Never forget the Armageddon days of the 1997 Asian Financial Crisis, the 2000 dotcom implosion, and the 2008 global financial crisis. Those of you who haven't been investing at all better get ready to deploy capital when chaos returns, or else inflation will eat your wealth alive.

If you just started investing in the past year, lucky you! Don't worry. Your beat down will happen eventually. Losing money is an inevitably if you invest in risk assets. But like with most beat downs, things tend to get better over time.

10 Wise Financial Moves To Make

Here are the top 10 wise financial moves you should make this year. This goes a little beyond just maxing out your tax-advantage retirement accounts.

#1 Financial Move: Review your asset allocation

One of the most important financial moves is review your asset allocation. Setting and forgetting it is not a good strategy if you want to stay properly diversified.

For example, you might deploy a 50% equities, 50% bonds asset allocation.
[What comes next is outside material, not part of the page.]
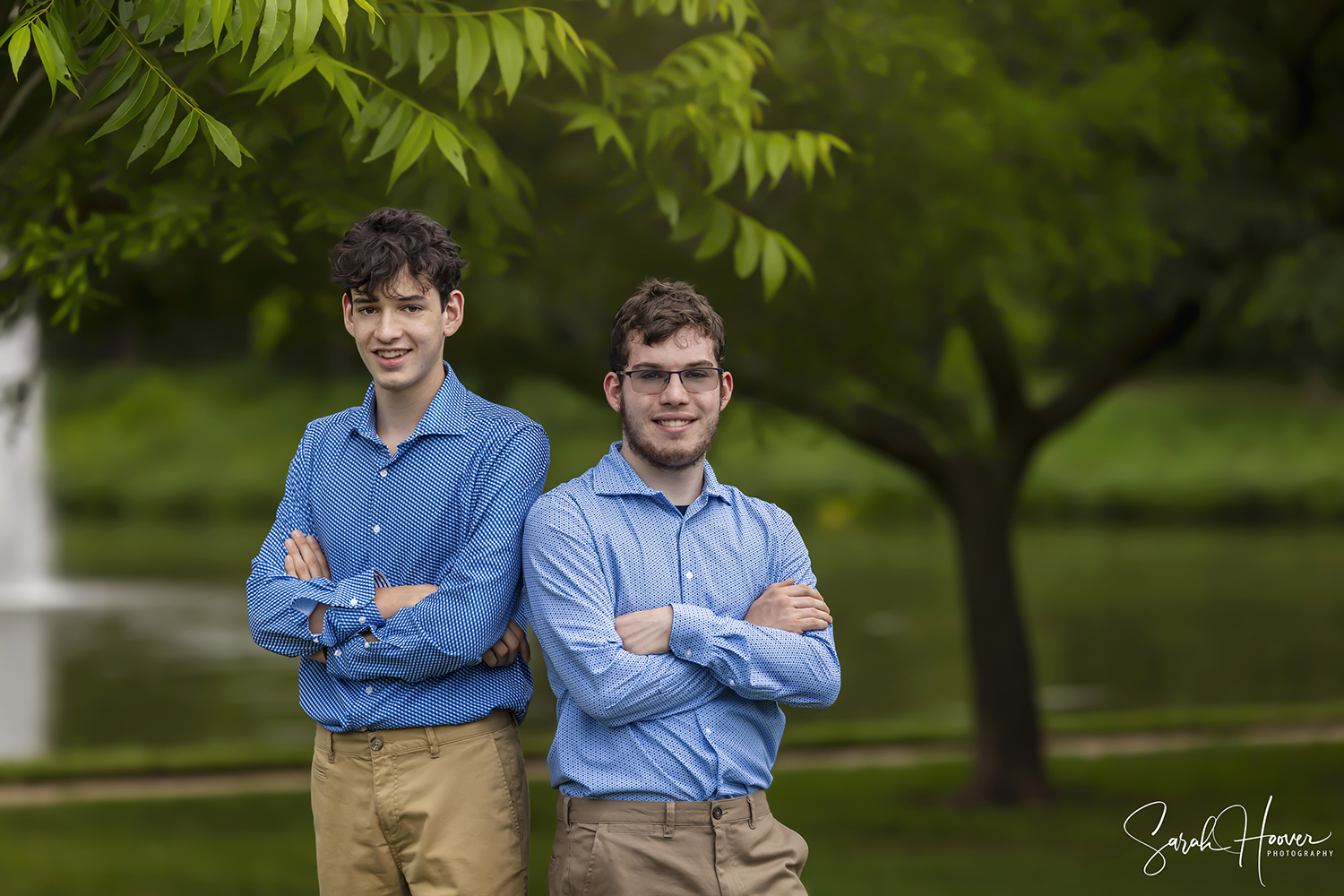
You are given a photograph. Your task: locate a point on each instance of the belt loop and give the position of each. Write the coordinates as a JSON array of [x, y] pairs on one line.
[[433, 742]]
But if your equities climb 35% while your bonds decline 10%, and you want a 50/50 balance, you're out of alignment because your portfolio is now 60% equities and 40% bonds.
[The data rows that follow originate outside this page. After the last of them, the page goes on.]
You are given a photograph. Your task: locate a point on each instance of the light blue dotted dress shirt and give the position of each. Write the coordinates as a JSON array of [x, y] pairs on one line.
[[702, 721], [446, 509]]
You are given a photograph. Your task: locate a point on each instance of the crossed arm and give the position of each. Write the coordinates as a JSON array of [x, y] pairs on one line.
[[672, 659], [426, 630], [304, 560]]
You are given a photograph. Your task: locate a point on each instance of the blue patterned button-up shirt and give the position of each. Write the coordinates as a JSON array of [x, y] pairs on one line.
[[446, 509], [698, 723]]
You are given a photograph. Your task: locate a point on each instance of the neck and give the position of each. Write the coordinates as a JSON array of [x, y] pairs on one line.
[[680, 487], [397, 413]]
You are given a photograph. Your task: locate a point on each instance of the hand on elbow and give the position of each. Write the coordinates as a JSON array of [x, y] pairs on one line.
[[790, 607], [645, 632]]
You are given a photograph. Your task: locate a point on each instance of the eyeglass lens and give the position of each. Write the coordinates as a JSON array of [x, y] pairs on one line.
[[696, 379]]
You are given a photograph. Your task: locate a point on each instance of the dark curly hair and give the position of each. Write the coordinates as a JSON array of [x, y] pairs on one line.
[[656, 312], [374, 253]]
Investors should rebalance at least twice a year, no matter how small the rebalance is. Taking the time to rebalance helps focus your attention on your investments so they don't grow too far out of whack.
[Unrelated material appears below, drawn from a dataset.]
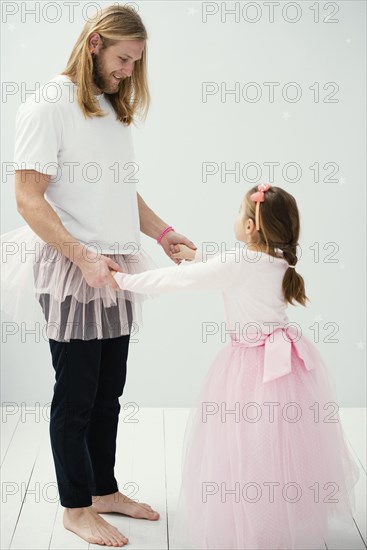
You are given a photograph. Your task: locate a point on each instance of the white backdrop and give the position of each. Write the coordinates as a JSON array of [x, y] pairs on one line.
[[271, 82]]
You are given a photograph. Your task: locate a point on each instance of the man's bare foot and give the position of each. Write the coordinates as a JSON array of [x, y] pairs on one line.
[[87, 524], [117, 502]]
For my public investment portfolio, I'm following my Financial Samurai Asset Allocation Model for my age of 85% equities / 15% fixed income (all muni bonds and Treasuries). You can click on the post to see three other asset allocation models tailored towards your risk tolerance.

Financial Samurai asset allocation model for stocks and bonds by age

#2 Financial Move: Review your income and spending

You'll be surprised by how much you've spent and how much you THINK you've spent. Chances are high you're spending more than you realize, which is a detriment to your net worth building goal.

It's the same idea as withdrawing money from an ATM machine and wondering where all the cash went a couple days later. Tally up your total annual income and spending amounts. Then divide the figures by 12 to make the numbers more granular. Adjust your spending accordingly.

I'm more focused on making more money because there's only so much I can save. I've set detailed limits for spending on housing, food, transportation, entertainment, travel, etc, and rolled these figures up to a monthly figure I will not cross. 

It's a thrill to stick to a set spending number while trying to earn as much as possible beyond that threshold. The spending number is high enough where I feel free, but responsible with my money. 

Here's an example of a spending snapshot e-mail you'll receive each month if you sign up and link your accounts with Empower, a free wealth management app. Empower includes investing as a type of expense, which I like. It helps make spending on investments a positive.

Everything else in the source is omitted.